Whenever a new frame arrival signal is emitted the redraw of the widget is forced, thus checking the current screen position, checking the list of thrown balls and the holes they made and their position in regards to the view plane. If a point is within a view plane, it's position in the model is transposed to screen coordinates using SViewData struct and it's drawn onto the frame. The flying ball animation is done using a QTimer that is constantly emiting update events which allows for the ball image to shrink and giving an illusion it's flying into the depth. The code below illustrates this process

void CMainView::drawBaseballs(QPainter *aPainter, QSize aPhotoSize, SViewData aData)
{
for (int i =0; i < iBaseballs.count(); i++)
{
//check if object No 'i' is withinb the view plane
SOverlayObject obj = iBaseballs.at(i);
if (aData.isPointWithin(obj.iPosition.x(), obj.iPosition.y()))
{
//get ball position in relative screen coordinates [-1;1]
QPointF dist =aData.getDistFromCenter(obj.iPosition.x(), obj.iPosition.y());
int posX = (aPhotoSize.width() /2) * dist.x() + (aPhotoSize.width() /2);
int posY = (aPhotoSize.height() /2) * dist.y() + (aPhotoSize.height() /2);
 
//calculate the size of the drawn image in accordance to how much time passed since the launch of the balll
int iSize = int ( 200.0 * ((2-obj.iAge)/2.0) );
 
//draw the image using the calculated screen coords and the animated ball size
aPainter->drawImage(QRect(posX-iSize/2,posY-iSize/2,iSize,iSize), iBallImg, iBallImg.rect());
}
}

For full source please check Media:FacingAware code.zip

Considerations

These are the few considerations to take notice of and maybe improve in regard to your needs.

  • Coincidently, since this article was created for PureView Imaging Competition, the device that this competition is dedicated to is the first of Symbian devices to be able to handle the article's idea at it's fullest. The Nokia 808 seems to be the first (and hopefully that'll start to be a standard equipment) Nokia's device to sport a gyroscope sensor, which opens a plethora of new opportunities for app developers. Sadly, since, at the time of writing, there was no way to test the working of the gyroscopic implementation. There is no physical device and because of that simulator doesn't simulate the gyroscope values.
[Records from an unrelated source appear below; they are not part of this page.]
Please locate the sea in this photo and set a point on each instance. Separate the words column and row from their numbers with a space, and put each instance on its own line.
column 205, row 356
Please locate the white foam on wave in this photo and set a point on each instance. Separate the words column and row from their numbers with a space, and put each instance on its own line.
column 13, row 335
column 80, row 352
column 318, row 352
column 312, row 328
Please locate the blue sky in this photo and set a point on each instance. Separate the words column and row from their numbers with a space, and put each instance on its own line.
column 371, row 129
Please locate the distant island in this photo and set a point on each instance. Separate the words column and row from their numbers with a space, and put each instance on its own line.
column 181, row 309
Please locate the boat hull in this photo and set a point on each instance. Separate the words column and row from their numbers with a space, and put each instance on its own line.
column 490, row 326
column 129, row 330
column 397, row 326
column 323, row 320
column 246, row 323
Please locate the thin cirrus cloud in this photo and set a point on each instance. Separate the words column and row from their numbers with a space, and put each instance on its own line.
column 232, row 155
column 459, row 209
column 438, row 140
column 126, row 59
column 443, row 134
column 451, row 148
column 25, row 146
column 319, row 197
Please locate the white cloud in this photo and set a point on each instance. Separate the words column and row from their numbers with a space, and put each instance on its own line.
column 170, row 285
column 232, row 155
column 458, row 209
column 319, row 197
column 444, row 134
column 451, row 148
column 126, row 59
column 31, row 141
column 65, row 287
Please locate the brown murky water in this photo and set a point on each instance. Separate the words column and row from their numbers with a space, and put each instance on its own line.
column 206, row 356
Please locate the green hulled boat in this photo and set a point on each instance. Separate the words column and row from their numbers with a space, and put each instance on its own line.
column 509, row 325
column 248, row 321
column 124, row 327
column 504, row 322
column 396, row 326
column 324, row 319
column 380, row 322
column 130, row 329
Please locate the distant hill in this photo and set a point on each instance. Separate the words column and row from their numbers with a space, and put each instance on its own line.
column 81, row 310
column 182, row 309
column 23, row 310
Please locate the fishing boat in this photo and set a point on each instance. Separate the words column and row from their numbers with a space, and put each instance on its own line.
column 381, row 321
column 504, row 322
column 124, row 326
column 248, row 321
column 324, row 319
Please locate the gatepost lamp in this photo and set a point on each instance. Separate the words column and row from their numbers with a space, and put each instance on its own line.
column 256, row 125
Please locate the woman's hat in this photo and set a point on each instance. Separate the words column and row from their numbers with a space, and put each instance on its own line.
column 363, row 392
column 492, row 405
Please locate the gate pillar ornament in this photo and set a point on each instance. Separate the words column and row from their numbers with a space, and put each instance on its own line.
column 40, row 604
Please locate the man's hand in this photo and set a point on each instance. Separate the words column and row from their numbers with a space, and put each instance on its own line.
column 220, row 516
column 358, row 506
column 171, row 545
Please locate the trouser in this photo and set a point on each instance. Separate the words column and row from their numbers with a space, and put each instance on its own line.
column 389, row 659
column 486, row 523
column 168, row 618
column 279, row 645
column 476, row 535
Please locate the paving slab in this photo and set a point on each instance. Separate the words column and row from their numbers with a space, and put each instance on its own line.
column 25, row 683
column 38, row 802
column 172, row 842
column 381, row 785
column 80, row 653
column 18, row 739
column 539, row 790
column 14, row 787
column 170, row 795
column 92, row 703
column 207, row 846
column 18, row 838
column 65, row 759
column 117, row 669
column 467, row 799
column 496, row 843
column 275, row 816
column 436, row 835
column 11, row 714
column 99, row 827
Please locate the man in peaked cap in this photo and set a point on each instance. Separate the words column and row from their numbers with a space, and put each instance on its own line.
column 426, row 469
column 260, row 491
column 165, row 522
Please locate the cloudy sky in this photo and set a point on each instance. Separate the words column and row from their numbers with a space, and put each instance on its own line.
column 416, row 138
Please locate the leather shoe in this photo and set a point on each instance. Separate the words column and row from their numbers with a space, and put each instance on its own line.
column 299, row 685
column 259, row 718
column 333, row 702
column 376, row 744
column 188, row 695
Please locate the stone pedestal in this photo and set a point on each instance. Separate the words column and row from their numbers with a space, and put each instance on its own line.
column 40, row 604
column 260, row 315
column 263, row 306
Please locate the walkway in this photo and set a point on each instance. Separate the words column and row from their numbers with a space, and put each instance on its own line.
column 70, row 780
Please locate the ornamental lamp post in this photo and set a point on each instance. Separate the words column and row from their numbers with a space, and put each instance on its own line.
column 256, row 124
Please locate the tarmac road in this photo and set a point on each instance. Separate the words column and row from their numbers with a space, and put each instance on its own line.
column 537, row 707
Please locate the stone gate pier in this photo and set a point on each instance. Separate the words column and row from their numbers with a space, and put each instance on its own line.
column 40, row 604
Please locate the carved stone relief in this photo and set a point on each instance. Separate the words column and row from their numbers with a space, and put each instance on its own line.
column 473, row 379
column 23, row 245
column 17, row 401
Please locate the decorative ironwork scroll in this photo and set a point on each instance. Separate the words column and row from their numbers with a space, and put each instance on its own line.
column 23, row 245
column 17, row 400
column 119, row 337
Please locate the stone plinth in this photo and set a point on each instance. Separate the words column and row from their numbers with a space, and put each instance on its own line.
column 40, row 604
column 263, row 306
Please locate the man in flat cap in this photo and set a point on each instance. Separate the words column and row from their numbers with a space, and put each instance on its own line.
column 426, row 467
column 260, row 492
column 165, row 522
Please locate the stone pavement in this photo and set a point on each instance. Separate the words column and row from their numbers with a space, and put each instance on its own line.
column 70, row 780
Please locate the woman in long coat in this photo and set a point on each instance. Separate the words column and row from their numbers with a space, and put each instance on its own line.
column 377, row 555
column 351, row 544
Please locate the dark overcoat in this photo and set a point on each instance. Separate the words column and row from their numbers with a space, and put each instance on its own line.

I'll update the article if/when opportunity to do that arises.
  • As mentioned in the article, the bottleneck here is the compass sensor. It's great for applications requiring relatively less accuracy and speed. In this case, however, it updates too slow and in too big of steps sometimes and that throws off the whole augmented reality. One other thing, whilst filming the presentation video, I've made myself a stabilising contraption for this purpose. Since it had metal parts touching around the device, the magnetometer went haywire. Please note your surroundings if your application uses the compass side of implementation.
  • The moving average is a great and easy way of evening out spikes in noisy sensors. However it still has a bit of "trembling" if too few values are used and is quite inefficient when using many values. If application requires some precision movement, it might be a good idea to start your research here, hunting for more accuracy in interpolation and speed of operation.
  • This article was first thought to be implemented using OpenGL for drawing, since it allows for faster drawing, easier and more efficient effect implementation through shaders and faster image manipulation (image rotation with QPainter can overthrow the processor quite quickly.). Though since the size of the idea got a bit out of hand and it seemed there were some problems with accessing frame data from VideoSurface directly as Textures ( Please check camera guide 4.5.4.1 Handles) the idea was scrapped. Though if this was to be used inside a game OpenGL should be the way to go.


Summary

This article introduced the camera that can detect its direction and a way to use it for developers benefit. With the advent of gyroscopes in mobile devices, camera apps that have directional awareness can greatly expand the field to which the mobile devices can be applied to. This might be used in navigation, casual games (even requiring as precise movement as First person shooters), photo sharing networks etc; so it is really beneficial to invest some time to research the idea of direction aware cameras.